In practice we often encounter situations when our preferred approach to problem solving breaks down. Just look at the recent Google implementation of a regexp engine RE2, created by Russ Cox who has written a revival paper for Thompson NFAs a while ago with a few follow-ups which build on those ideas. Once again backmatching is greyed from the feature matrix which means: no implementation. The project page intro states:
The one significant exception is that RE2 drops support for backreferences and generalized zero-width assertions, because they cannot be implemented efficiently.
So backmatching can’t be implemented efficiently, but why? What is it that prevents an efficient implementation and can a subset be defined which exist within the constraints of O(n) lexers or parsers? In this article we will find that backmatching for convenient use cases is not a problematic feature in linear space and time regexp engines. Some backreferences are obviously falling apart like exotic applications of regexps for solving NP-complete problems like 3-SAT – but could it be in the end that only esoteric applications of backmatching are excluded from trace based parsing (TBP)?
General backmatching
When we think about backmatching in regular expressions we might define expressions like this
a) "... (P) ... \1" |
where (P) defines a simple pattern and \1 refers to the string value matched by the pattern. We assume that there is a functional relationship between (P) and \1. First it is (P) that matches then \1 will match what (P) has matched before.
Actually this perspective is a little simplistic and in the general case backmatching can be more powerful. Consider the following simple regexp:
b) ([ab]*)b*\1 |
Here the match of `([ab]*)` depends on what \1 will match but it is also highly ambiguous. If we match the following string
s = “bb”
the first b can be matched with `([ab]*)` and the last “b” with `\1` but the whole string can also be matched with `b*`.
Here is another more complicated example
c) (([ab]*)b*\2)*[ab]*\1b* |
It stems from Thomas Lord with whom I discussed this topic on LtU and who corrected my initial naive assumptions about backmatching. Not only depends the match of `([ab]*)` on the match of \1 but also on the match of \2 which depends on the match of \1 as well. Of course \1 depends on both of the matches of `([ab]*)` and `(([ab]*)b*\2)`. It is all tangled.
General backmatching as in examples b) and c) can be used to solve NP-complete problems which exploits these tangles and finds resolutions.
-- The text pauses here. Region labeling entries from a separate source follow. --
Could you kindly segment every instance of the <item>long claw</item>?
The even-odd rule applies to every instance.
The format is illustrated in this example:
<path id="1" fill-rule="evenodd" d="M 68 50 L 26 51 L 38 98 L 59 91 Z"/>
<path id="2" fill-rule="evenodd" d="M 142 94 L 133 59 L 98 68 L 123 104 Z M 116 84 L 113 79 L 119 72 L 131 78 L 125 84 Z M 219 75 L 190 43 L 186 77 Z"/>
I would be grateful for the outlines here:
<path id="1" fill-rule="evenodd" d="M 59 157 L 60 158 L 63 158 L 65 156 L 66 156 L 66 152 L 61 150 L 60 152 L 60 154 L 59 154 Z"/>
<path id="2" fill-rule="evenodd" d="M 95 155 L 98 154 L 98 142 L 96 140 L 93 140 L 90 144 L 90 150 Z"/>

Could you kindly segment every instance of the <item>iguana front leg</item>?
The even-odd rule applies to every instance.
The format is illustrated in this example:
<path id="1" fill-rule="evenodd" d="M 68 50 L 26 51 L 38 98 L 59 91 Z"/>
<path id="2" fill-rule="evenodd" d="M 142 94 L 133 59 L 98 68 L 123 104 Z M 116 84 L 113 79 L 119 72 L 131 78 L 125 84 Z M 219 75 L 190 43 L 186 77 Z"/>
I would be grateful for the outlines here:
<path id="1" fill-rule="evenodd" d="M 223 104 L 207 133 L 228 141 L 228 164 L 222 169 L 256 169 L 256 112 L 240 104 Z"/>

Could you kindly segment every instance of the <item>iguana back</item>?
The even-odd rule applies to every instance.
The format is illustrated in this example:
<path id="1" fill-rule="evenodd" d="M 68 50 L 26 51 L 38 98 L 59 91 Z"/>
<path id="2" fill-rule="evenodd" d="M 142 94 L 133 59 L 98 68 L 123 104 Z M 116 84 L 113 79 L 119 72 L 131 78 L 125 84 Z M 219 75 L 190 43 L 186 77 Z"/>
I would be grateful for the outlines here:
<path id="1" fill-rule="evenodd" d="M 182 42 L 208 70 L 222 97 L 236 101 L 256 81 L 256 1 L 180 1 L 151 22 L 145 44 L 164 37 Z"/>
See this article for more examples. With NP complete backtracking algorithms built into regexp engines one gets such solutions for free. This is cool and clever but also unnecessary most of time.
Functional backmatching
If we restrict backmatching to simple functional relations between (P) and \1 as in case a) we can still express a broad range of practically relevant use cases. Here we give an approach to formalize those restrictions which can be checked by a regexp compiler.
In an expression
... (P) ... \1 |
the back-reference \1 can be separated from P when the following conditions are satisfied:
1. P doesn’t contain back-references which means it is self contained.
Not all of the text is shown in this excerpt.